In the present study, in order to reveal the molecular mechanisms underlying HSCC, we performed a genomewide screen of differences in mRNA and lncRNA expression profiles between HSCC tissues and matched adjacent nontumor mucosal epithelial tissues. We found that 1299 lncRNAs and 1432 mRNAs were differentially expressed in carcinomas compared with the adjacent nontumor tissues, indicating that many lncRNAs and mRNAs were significantly upregulated or downregulated in HSCC. To confirm the reliability and validity of the microarray results, we used qRT-PCR to validate the expression patterns of lncRNAs AB209630 and AB019562 and mRNAs SPP1 and TJP2 in 20 HSCC patients. The qRT-PCR results matched well with the microarray data. These differentially expressed genes were subsequently organized into hierarchical categories based on heat map and hierarchical clustering. We also found that differentially expressed lncRNAs and mRNAs were distributed on each of the chromosomes. This result proved that all of the chromosomes, including the X and Y chromosomes, can display different quantities and degrees of abnormalities in HSCC tumorigenesis. Furthermore, pathway analysis revealed 48 pathways that may play key roles in the different core epigenetic mechanisms of HSCC, including ECM-receptor interaction, focal adhesion, melanogenesis signaling, tight junction, African trypanosomiasis, and peroxisome signaling. GO analysis revealed that 593 mRNAs involved in biological processes, 50 mRNAs involved in cellular components, and 46 mRNAs involved in molecular functions were upregulated in the carcinomas and 280 mRNAs involved in biological processes, 58 mRNAs involved in cellular components, and 71 mRNAs involved in molecular functions were downregulated in the carcinomas.
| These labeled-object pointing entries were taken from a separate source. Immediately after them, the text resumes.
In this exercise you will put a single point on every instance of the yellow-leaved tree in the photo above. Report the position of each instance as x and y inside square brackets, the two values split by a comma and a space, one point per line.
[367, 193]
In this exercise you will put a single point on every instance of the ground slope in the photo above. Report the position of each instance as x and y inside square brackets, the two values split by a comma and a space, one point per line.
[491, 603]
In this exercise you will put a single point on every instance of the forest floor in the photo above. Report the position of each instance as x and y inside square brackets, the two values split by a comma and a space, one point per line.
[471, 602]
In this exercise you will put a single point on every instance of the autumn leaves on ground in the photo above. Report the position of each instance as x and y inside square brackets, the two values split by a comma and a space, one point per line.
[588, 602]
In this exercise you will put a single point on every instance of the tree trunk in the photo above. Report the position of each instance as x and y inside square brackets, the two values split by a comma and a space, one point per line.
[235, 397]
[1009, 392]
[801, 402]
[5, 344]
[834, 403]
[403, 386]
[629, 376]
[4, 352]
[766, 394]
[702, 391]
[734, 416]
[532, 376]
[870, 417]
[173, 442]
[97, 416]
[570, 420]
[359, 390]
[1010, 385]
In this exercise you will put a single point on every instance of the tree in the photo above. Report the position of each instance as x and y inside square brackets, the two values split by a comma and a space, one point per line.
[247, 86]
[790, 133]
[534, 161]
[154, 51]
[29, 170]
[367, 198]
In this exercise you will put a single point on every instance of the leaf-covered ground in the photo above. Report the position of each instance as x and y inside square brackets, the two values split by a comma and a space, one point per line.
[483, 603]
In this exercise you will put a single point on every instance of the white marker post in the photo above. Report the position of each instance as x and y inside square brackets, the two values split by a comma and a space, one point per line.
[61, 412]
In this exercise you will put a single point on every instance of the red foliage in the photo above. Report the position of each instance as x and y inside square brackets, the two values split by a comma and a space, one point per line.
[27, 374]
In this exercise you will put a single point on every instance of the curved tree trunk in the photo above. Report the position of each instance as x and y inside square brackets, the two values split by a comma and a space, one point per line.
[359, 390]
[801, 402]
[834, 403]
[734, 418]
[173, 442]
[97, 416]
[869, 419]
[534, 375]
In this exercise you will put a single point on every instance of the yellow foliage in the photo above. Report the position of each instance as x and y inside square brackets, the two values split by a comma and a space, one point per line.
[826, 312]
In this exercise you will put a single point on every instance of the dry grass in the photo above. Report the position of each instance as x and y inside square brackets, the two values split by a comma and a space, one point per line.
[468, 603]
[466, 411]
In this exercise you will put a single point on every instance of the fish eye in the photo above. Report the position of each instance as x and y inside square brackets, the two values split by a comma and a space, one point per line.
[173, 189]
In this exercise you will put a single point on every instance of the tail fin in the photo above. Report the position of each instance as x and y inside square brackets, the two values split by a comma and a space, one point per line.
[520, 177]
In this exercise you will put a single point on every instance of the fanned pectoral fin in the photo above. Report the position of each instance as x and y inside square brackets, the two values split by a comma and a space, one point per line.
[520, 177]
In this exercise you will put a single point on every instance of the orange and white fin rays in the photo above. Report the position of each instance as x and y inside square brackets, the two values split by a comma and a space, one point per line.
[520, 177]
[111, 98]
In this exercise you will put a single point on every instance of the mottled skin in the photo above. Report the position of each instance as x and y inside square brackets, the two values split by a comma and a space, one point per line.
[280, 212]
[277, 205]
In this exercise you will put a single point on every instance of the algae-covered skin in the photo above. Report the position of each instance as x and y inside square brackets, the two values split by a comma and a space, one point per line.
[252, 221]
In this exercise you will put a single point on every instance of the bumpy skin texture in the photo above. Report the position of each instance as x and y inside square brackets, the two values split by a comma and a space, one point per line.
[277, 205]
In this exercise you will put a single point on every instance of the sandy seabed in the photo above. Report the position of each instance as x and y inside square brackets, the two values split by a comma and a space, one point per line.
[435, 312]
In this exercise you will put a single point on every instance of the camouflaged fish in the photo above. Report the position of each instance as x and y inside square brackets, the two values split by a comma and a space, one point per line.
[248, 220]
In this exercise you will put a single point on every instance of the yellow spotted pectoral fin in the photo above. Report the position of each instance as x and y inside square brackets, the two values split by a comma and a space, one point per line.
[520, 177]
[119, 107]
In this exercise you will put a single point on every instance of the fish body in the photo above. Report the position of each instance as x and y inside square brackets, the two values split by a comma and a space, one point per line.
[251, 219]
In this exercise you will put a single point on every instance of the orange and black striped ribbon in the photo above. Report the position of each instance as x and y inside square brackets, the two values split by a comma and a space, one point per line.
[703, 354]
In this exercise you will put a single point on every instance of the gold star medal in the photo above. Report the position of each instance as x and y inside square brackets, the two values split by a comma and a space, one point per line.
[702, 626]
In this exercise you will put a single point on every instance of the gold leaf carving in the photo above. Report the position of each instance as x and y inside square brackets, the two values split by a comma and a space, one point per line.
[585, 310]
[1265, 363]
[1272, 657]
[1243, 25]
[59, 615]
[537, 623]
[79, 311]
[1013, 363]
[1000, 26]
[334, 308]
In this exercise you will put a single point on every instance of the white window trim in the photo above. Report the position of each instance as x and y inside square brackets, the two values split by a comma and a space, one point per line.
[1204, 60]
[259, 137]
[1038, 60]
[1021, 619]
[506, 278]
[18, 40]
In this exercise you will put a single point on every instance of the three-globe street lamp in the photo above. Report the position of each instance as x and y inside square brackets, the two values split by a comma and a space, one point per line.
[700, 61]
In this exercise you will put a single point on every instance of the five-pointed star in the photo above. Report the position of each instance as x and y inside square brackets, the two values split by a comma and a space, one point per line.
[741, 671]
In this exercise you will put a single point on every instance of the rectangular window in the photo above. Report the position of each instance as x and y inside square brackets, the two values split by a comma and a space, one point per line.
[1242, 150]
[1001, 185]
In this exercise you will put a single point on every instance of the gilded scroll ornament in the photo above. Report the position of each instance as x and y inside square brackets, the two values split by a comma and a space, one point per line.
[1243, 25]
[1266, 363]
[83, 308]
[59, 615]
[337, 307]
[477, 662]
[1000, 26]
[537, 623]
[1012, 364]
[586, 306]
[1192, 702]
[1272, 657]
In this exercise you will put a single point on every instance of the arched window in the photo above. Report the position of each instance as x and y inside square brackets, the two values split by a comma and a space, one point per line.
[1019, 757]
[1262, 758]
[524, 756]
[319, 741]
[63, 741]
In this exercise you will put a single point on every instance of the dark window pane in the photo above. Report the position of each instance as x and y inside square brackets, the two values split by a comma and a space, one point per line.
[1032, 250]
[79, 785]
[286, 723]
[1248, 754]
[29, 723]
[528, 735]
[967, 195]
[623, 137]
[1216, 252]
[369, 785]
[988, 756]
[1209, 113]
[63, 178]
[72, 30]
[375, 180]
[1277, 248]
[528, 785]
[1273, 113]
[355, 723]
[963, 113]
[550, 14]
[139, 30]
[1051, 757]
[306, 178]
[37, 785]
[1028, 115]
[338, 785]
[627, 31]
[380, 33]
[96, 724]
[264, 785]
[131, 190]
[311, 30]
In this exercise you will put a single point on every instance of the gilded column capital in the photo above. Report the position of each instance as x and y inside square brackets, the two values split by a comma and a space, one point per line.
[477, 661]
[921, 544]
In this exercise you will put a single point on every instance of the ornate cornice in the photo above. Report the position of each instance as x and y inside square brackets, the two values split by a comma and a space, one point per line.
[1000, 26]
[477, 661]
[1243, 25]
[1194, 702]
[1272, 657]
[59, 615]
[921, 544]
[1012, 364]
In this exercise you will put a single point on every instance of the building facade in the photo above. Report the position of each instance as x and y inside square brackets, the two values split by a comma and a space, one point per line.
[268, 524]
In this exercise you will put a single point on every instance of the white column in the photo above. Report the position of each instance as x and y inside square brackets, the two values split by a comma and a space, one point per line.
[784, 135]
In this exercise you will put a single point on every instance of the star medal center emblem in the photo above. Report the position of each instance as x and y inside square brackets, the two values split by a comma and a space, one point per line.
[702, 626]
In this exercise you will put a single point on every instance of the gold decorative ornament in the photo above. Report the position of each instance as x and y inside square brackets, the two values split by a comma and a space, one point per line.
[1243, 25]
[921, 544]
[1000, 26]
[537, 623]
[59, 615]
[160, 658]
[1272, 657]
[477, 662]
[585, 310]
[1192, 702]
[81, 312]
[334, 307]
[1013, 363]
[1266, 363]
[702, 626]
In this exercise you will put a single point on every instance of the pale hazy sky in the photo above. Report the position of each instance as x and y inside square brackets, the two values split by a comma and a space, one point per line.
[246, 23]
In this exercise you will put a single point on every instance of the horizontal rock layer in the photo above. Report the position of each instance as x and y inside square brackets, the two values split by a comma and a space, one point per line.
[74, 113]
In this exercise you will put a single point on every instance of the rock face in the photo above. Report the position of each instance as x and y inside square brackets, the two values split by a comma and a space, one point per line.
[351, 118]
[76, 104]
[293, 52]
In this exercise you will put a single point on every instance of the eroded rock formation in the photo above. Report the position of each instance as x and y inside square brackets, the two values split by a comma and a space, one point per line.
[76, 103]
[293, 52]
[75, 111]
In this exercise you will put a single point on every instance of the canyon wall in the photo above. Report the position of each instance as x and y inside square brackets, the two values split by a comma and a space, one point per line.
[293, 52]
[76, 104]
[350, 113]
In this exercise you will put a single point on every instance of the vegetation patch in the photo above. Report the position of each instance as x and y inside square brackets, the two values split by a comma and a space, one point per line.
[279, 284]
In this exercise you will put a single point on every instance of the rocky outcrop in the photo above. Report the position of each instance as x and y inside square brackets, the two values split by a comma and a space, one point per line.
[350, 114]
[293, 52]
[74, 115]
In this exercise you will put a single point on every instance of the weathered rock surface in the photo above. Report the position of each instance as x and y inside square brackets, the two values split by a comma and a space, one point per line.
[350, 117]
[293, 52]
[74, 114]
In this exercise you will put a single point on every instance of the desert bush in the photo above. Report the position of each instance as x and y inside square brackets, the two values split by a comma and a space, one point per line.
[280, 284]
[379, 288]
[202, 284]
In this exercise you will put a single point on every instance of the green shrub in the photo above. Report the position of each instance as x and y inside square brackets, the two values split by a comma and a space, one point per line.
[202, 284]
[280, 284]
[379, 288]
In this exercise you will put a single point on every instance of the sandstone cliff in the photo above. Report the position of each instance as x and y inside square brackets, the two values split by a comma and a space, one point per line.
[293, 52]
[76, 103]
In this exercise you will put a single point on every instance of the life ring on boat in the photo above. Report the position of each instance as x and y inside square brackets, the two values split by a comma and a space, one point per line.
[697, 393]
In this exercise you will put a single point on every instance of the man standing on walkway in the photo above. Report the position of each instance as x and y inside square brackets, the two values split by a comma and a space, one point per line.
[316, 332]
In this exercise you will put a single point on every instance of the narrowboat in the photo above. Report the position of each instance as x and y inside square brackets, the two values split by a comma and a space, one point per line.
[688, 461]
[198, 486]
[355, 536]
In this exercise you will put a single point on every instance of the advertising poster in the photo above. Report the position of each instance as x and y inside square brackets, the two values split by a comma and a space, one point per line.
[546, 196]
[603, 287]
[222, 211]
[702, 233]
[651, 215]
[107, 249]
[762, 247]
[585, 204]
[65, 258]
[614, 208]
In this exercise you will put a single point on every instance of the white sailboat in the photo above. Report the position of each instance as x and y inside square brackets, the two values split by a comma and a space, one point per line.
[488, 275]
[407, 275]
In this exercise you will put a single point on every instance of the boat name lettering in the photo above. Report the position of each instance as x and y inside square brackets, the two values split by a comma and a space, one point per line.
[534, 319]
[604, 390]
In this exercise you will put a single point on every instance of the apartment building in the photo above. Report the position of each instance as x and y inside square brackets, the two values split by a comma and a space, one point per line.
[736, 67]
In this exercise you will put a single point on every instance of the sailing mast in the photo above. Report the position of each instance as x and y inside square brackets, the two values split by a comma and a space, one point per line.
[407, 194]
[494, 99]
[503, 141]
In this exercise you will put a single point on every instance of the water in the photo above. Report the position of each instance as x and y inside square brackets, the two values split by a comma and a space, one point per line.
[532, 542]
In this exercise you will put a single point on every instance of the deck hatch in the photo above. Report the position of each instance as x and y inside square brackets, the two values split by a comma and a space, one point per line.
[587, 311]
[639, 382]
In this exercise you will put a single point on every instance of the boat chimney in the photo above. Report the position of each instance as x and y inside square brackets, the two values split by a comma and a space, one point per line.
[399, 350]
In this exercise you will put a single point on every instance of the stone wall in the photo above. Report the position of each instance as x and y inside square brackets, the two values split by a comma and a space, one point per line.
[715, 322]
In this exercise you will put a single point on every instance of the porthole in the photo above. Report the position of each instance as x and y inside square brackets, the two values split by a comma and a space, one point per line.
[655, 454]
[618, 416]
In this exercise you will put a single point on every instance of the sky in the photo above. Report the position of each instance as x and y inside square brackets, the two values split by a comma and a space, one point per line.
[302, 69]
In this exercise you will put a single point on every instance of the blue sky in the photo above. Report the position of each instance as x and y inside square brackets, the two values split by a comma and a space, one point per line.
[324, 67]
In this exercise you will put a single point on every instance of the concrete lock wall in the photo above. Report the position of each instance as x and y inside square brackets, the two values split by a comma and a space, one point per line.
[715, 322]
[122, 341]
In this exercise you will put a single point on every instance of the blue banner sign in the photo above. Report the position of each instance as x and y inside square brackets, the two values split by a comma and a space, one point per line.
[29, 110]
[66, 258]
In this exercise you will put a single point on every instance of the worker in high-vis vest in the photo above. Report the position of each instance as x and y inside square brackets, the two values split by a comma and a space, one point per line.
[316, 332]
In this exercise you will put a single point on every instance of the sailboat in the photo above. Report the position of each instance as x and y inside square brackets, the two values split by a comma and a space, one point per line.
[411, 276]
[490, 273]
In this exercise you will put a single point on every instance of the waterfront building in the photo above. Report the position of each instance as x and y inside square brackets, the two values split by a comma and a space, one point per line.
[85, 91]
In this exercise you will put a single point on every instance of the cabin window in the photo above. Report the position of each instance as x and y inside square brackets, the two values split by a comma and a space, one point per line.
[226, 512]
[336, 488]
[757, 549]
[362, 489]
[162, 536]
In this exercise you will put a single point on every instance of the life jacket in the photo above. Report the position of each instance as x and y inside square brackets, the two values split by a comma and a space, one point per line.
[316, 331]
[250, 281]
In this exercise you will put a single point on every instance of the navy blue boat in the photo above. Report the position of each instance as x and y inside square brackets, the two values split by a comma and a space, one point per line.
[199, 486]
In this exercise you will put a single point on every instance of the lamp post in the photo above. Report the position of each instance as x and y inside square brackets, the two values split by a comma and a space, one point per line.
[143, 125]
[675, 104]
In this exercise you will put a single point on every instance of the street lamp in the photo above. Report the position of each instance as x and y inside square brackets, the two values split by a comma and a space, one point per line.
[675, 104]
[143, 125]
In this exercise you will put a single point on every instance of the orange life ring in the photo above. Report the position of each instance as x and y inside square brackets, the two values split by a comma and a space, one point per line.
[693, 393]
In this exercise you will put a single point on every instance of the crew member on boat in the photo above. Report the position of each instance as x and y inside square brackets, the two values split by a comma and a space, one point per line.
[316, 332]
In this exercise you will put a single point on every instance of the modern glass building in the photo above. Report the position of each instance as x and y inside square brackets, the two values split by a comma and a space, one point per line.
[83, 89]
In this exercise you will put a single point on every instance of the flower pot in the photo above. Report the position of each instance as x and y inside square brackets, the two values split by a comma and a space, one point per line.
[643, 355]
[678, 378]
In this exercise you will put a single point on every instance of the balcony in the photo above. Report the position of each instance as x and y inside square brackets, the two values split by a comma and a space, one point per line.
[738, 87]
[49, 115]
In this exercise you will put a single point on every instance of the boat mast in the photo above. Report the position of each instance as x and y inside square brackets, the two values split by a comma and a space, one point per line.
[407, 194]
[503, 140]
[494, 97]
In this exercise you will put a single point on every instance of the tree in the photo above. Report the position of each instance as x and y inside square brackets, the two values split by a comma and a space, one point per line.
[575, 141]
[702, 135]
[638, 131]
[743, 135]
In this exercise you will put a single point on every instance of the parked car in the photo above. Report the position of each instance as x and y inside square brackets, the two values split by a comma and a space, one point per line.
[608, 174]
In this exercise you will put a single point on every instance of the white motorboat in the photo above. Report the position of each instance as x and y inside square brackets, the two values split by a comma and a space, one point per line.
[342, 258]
LncRNAs are known to function via a variety of mechanisms. However, a common and important function of lncRNAs is to alter the expression of nearby coding genes by affecting transcription [19,45,46] or playing a direct enhancer-like role [18,47]. To gain insight into the function of lncRNAs in lncRNA-mRNA coexpression, we further identified nearby coding genes (<300 kb) that may be regulated by enhancer-like lncRNAs and Rinn lincRNAs, which may be used for predicting target genes of lncRNAs. The expression profiles included 8 differentially expressed enhancer-like lncRNAs with nearby coding genes that were differentially expressed. For example, the lncRNA-mRNA pairs FLJ22536-SOX4, BC069037-SMOX, and BC069037-RNF24 were regulated in the up-up direction; however, the pairs AK094433-MUC21, AK094433-DDR1, and RP11-255A11.21-PRSS3 were regulated in the down-down direction. A total of 21 differentially expressed lincRNAs had adjacent coding gene pairs that were differentially expressed. For example, the lincRNA-mRNA pairs AL355916.1-SNAPC1 and C6orf147-MB21D1 were regulated in the up-up direction; lincRNA-LMO1-2-RIC3 and lincRNA-NR4A1-KRT7 were regulated in the up-down direction; MYO15B-LLGL2 and lincRNA-MCL1-ADAMTSL4 were regulated in the down-down direction; and lincRNA-RPS14-2-ARSI and lincRNA-FAM107B-FAM107B were regulated in the down-up direction. Rinn et al characterized the transcriptional landscape of the 4 human Hox loci and identified a total of 407 discrete transcribed regions [21]. It was reported that lncRNAs in the Hox loci became systematically dysregulated during some cancer progression [15]. Among the 407 targeted discrete transcribed regions, 166 coding transcripts and 299 noncoding transcripts were detected in this study. Although the function of most aberrantly expressed lncRNAs is yet unknown, the information from this study may be useful for further studies on the mechanisms of HSCC tumorigenesis.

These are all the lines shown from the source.